Designing Agent-Ready Websites for AI Web Agents: A Framework for Machine Readability, Actionability, and Decision Reliability

This paper introduces the 'agent-ready website' framework, designed to optimize e-commerce platforms for AI web agents. Experimental results show that optimizing websites for machine readability and actionability increases AI agent task success rates from 49.3% to 89.3% while reducing step counts and token consumption.

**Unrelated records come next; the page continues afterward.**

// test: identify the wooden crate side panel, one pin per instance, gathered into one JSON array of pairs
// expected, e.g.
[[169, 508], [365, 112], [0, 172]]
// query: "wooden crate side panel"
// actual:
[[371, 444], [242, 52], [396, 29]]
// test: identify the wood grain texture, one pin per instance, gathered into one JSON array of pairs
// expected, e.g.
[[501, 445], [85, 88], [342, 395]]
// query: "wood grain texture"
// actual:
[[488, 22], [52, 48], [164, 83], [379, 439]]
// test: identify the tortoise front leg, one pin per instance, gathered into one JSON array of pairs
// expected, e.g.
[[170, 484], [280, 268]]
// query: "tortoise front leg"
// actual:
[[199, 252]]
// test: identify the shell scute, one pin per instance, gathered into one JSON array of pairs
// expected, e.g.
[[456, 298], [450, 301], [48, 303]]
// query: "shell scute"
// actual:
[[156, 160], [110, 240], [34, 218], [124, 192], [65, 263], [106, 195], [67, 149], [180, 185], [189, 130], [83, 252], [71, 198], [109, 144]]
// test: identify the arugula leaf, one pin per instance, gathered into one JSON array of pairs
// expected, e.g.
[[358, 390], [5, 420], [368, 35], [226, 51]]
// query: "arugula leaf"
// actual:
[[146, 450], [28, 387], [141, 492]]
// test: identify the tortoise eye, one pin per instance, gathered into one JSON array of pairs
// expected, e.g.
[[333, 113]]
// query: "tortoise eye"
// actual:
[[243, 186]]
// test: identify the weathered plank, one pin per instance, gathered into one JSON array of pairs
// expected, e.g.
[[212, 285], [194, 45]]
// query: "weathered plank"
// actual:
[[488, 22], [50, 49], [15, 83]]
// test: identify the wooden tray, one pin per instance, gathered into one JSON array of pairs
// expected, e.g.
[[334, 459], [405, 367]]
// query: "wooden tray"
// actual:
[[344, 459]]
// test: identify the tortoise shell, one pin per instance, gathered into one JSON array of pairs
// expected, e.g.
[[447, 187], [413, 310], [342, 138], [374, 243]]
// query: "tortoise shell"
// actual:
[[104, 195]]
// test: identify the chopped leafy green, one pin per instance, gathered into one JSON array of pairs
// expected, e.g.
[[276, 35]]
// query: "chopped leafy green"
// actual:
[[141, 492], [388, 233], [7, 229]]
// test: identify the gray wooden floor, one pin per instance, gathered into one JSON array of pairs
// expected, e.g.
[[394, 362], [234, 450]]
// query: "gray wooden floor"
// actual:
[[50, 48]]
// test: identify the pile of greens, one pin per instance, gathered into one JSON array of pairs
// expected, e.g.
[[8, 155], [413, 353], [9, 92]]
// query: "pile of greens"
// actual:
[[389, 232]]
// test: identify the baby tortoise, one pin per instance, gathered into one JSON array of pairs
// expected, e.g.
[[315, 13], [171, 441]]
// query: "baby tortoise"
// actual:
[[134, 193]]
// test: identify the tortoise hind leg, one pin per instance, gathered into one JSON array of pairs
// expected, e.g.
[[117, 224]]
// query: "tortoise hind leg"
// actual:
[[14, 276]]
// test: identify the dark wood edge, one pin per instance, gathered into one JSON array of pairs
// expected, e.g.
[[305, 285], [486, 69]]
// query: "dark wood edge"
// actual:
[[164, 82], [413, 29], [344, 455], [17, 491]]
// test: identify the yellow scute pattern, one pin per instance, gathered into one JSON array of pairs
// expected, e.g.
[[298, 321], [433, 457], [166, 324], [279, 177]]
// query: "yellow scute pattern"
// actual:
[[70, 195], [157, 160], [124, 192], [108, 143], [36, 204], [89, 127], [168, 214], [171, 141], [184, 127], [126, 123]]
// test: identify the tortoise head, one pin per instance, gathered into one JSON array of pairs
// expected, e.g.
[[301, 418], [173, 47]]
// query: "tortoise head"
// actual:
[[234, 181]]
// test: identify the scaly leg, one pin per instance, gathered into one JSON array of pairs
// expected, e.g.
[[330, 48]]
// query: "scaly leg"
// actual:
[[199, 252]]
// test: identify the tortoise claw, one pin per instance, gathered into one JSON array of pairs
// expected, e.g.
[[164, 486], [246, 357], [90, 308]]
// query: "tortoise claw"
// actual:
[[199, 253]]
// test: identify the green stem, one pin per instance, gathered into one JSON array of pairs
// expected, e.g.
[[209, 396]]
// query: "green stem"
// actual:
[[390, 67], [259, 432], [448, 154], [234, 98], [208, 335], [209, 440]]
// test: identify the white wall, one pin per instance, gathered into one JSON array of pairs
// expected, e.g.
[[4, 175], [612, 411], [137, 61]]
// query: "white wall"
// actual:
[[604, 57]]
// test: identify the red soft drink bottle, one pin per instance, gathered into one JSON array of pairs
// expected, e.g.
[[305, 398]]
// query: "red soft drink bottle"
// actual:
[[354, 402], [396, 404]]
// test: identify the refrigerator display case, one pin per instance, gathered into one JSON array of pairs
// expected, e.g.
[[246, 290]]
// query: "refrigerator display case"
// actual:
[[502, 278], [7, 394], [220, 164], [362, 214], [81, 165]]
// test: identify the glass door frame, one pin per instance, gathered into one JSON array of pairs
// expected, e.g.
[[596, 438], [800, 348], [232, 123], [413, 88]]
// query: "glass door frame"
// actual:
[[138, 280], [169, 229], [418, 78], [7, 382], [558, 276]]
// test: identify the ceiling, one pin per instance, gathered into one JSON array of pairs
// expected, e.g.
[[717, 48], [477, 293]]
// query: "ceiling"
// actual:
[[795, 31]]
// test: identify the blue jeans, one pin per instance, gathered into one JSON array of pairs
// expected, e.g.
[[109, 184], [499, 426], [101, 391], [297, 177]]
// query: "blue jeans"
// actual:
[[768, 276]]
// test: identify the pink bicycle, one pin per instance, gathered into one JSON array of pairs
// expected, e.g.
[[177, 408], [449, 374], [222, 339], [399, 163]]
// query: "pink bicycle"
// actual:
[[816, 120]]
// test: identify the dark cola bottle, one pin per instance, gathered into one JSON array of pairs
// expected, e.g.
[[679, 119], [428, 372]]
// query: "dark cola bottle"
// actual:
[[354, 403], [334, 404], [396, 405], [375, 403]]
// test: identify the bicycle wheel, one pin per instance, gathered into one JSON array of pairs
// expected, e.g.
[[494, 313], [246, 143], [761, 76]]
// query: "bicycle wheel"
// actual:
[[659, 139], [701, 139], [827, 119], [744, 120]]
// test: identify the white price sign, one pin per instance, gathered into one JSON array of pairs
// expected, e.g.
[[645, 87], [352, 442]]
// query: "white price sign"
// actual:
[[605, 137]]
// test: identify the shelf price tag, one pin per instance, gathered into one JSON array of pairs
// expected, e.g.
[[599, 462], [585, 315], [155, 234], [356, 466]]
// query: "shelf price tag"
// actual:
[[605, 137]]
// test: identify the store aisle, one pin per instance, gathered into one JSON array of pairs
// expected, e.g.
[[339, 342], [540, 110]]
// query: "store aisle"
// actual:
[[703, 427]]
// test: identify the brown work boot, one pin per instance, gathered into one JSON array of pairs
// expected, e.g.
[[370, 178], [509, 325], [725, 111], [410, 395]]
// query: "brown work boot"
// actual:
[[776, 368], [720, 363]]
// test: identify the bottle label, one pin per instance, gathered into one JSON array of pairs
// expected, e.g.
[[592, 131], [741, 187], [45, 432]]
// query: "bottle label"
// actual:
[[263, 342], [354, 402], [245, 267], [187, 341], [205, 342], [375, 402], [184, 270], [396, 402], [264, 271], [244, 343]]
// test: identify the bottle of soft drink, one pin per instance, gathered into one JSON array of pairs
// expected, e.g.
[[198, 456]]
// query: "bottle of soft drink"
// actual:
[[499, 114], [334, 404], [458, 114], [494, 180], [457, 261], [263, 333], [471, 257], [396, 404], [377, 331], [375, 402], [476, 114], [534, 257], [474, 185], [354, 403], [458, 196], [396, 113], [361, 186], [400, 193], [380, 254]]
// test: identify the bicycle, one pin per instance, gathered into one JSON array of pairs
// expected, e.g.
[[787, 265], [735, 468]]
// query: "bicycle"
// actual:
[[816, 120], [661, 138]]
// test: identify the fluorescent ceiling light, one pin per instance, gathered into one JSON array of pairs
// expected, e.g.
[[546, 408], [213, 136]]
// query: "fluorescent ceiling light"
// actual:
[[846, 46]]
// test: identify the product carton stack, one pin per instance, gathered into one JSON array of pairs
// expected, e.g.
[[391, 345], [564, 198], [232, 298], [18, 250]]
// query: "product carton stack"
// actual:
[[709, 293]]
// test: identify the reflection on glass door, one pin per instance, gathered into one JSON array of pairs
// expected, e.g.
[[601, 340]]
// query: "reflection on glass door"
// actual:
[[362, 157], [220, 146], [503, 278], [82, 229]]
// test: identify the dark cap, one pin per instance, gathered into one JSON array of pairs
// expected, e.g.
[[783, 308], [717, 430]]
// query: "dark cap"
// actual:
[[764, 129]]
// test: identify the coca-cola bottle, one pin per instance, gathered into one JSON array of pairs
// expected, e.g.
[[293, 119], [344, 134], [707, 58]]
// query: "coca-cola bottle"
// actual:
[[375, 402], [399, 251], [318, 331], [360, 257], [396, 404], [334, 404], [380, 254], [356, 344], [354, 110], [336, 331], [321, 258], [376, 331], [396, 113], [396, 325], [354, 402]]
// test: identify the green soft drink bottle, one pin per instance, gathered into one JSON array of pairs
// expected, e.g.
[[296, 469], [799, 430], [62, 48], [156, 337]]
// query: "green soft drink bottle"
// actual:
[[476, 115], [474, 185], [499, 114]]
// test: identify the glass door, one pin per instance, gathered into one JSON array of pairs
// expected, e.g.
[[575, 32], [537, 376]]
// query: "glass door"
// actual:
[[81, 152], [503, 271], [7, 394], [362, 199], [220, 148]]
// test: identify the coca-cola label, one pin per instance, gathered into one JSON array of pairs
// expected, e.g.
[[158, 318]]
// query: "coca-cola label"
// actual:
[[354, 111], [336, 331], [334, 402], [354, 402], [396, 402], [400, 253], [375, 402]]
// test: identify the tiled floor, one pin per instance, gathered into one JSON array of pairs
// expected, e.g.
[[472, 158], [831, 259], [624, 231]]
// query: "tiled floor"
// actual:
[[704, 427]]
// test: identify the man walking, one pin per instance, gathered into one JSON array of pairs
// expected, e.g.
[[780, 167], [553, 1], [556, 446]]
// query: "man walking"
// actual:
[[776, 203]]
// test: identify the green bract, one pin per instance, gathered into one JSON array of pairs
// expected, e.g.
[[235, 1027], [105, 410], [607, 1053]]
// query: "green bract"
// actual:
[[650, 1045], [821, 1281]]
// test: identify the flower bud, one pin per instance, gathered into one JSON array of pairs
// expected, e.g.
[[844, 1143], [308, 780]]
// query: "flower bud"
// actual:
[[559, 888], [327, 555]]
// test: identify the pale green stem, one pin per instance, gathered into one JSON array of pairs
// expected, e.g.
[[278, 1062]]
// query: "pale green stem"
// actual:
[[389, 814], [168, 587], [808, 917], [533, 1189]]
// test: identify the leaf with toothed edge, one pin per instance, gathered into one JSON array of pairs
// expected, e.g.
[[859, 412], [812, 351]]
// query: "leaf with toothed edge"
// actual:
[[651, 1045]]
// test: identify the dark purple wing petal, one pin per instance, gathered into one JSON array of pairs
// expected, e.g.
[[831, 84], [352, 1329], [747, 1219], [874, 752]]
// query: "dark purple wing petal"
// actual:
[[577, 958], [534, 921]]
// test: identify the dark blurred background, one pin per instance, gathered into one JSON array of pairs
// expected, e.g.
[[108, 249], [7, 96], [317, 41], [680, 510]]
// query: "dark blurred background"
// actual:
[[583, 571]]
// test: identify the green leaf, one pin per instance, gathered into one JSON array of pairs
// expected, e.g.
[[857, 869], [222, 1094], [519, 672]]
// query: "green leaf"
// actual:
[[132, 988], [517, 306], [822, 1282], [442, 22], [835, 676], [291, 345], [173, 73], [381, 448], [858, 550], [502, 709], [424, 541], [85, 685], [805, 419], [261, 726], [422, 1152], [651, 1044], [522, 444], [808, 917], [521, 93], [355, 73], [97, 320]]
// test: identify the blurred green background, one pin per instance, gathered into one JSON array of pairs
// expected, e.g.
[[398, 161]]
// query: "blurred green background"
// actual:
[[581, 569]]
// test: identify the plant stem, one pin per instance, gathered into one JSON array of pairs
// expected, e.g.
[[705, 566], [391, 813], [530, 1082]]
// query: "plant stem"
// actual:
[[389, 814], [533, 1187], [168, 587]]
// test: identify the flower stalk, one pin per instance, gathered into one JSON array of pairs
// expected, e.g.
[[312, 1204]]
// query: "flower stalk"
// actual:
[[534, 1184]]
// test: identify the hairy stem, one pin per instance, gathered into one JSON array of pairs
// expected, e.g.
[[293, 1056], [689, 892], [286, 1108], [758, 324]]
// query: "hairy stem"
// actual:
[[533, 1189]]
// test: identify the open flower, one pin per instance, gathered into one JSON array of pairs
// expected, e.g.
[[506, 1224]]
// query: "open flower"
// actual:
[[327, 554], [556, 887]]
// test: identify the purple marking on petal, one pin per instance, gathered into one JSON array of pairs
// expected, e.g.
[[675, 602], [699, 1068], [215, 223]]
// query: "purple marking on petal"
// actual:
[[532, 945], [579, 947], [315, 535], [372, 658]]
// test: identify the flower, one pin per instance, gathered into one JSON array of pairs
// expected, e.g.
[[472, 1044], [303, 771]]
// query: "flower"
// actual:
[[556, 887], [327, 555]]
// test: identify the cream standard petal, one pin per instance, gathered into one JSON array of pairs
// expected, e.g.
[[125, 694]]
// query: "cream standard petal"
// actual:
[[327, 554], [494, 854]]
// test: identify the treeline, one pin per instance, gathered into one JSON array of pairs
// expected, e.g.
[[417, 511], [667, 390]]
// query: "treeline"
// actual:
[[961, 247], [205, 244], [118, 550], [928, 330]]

Computer Science > Artificial Intelligence
Title:Designing Agent-Ready Websites for AI Web Agents: A Framework for Machine Readability, Actionability, and Decision Reliability
View PDF HTML (experimental)Abstract:Online shopping is increasingly shifting toward a model in which AI agents independently search for products, compare options, evaluate constraints, and carry out parts of the purchasing process for users. Website design must now support both human and agent-mediated interaction. This paper introduces the agent-ready website, a design framework for enhancing the readability, interpretability, verifiability, and actionability of e-commerce platforms for AI agents. Existing web design, SEO, and generative engine optimization (GEO) metrics do not fully assess a website's capacity for agent-mediated interaction. The proposed framework is structured around three dimensions agent interpretability, agent executability, and agent decision reliability supported by features such as machine readability, semantic clarity, agent actionability, and contextual decision-reliability signals. The framework is evaluated through a controlled experiment comparing a human-oriented baseline and an agent-ready version of an identical website prototype, with identical catalogs, pricing, stock, and shopping workflows. The evaluation involved five tasks, three browser-agent models (GPT-4.1, Gemini-2.5 Flash, and Grok-4 Fast), and 300 runs, measuring PASS,PARTIAL,FAIL outcomes, strict and functional success rates, error patterns, step counts, and token consumption. The agent-ready website achieved 134 PASS runs out of 150 versus 74 out of 150 for the baseline (strict success rates of 89.3% vs. 49.3%), with the largest gains in product detail extraction, comparison, and multi-constraint selection. It also reduced PARTIAL outcomes from 43 to 3 and lowered the average step count from 9.31 to 6.49. These results provide preliminary evidence that enhanced structural clarity, action cues, evidence signals, and temporal validity indicators can substantially improve the reliability and efficiency of AI browser agents.